Miss Jacks, 33, was charged with killing her four daughters, ages 5, 6, 11 and 16. Their decomposing bodies were found last week by U.S. marshals serving an eviction notice at the home in the 4200 block of Sixth Street in Southeast. Miss Jacks told investigators that the children were "possessed by demons."
Mr. Nickles — along with CFSA director Sharlynn Bobo, Deputy Mayor for Education Victor Reinoso and others — testified before the council's Committee on Human Services about the failed efforts of city officials to reach the Jacks children.
The officials pledged to improve training for call takers at the CFSA abuse hot line and form a truancy-reporting agreement for charter schools in the city.
Last year, 8,900 students in the city were truant at least 15 days from school, Mr.
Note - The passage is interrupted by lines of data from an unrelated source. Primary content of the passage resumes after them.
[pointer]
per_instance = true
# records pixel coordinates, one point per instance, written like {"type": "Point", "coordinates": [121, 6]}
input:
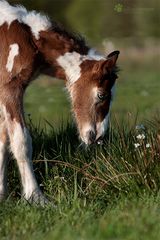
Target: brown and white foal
{"type": "Point", "coordinates": [30, 42]}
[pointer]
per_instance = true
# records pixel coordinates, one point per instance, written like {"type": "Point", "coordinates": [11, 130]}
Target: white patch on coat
{"type": "Point", "coordinates": [36, 21]}
{"type": "Point", "coordinates": [21, 146]}
{"type": "Point", "coordinates": [94, 55]}
{"type": "Point", "coordinates": [10, 13]}
{"type": "Point", "coordinates": [71, 62]}
{"type": "Point", "coordinates": [14, 51]}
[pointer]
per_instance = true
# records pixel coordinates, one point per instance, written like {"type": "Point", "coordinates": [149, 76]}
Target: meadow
{"type": "Point", "coordinates": [102, 192]}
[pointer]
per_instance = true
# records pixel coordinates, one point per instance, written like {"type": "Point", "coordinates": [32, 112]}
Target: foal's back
{"type": "Point", "coordinates": [16, 50]}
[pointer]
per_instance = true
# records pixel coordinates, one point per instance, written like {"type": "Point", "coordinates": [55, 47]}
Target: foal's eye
{"type": "Point", "coordinates": [102, 96]}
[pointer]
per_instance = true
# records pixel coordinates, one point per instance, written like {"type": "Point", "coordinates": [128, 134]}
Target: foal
{"type": "Point", "coordinates": [30, 42]}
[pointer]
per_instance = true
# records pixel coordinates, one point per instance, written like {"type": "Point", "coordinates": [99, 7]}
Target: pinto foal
{"type": "Point", "coordinates": [30, 42]}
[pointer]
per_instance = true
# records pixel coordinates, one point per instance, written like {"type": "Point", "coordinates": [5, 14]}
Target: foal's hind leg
{"type": "Point", "coordinates": [3, 157]}
{"type": "Point", "coordinates": [21, 146]}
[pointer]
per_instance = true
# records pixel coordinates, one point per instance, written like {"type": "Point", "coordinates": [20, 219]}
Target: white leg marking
{"type": "Point", "coordinates": [21, 146]}
{"type": "Point", "coordinates": [14, 51]}
{"type": "Point", "coordinates": [3, 163]}
{"type": "Point", "coordinates": [84, 133]}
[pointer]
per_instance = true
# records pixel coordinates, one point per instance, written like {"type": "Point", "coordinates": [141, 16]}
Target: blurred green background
{"type": "Point", "coordinates": [133, 27]}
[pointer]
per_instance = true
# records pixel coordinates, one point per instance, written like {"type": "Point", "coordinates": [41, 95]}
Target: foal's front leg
{"type": "Point", "coordinates": [21, 146]}
{"type": "Point", "coordinates": [3, 158]}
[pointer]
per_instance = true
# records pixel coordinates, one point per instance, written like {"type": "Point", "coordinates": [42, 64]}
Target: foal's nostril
{"type": "Point", "coordinates": [91, 137]}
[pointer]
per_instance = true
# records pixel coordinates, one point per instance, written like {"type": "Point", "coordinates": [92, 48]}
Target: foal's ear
{"type": "Point", "coordinates": [110, 62]}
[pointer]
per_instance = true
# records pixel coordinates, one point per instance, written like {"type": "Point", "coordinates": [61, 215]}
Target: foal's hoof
{"type": "Point", "coordinates": [2, 197]}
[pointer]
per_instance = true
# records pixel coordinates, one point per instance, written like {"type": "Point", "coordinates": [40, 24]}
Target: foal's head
{"type": "Point", "coordinates": [91, 97]}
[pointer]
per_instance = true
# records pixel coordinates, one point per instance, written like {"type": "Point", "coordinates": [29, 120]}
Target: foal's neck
{"type": "Point", "coordinates": [65, 52]}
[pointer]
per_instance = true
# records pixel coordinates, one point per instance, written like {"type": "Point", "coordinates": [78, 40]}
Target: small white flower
{"type": "Point", "coordinates": [148, 145]}
{"type": "Point", "coordinates": [140, 127]}
{"type": "Point", "coordinates": [137, 145]}
{"type": "Point", "coordinates": [140, 136]}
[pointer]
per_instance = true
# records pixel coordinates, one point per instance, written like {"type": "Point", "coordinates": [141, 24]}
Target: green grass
{"type": "Point", "coordinates": [104, 192]}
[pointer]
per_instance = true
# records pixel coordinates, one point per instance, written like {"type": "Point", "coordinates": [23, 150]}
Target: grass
{"type": "Point", "coordinates": [104, 192]}
{"type": "Point", "coordinates": [107, 192]}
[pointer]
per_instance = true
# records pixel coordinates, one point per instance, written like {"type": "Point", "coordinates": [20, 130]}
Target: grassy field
{"type": "Point", "coordinates": [106, 192]}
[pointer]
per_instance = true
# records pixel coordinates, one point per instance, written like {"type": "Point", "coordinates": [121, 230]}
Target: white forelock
{"type": "Point", "coordinates": [71, 62]}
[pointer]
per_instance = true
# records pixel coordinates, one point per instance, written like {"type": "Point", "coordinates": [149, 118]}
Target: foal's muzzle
{"type": "Point", "coordinates": [92, 138]}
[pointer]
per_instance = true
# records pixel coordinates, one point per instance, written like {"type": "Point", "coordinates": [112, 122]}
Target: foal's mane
{"type": "Point", "coordinates": [78, 39]}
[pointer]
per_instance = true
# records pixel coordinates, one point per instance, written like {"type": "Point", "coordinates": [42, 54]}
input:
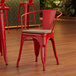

Nickles said.
Officials have said that proper procedures in the city's truancy and home-schooling policies — particularly in charter schools — could have helped save the girls' lives.
"We have a situation where apparently there's no requirement for charter schools to report attendance data," said council member Mary M. Cheh, Ward 3 Democrat. "So that's a process failure."
Josephine Baker, executive director of the D.C. Public Charter School Board, said schools under the board's jurisdiction notify CFSA if a student is absent for 10 days.
She said some school officials have indicated that the agency is "unresponsive" to truancy complaints from charter schools and that they handle complaints only from D.C. Public Schools.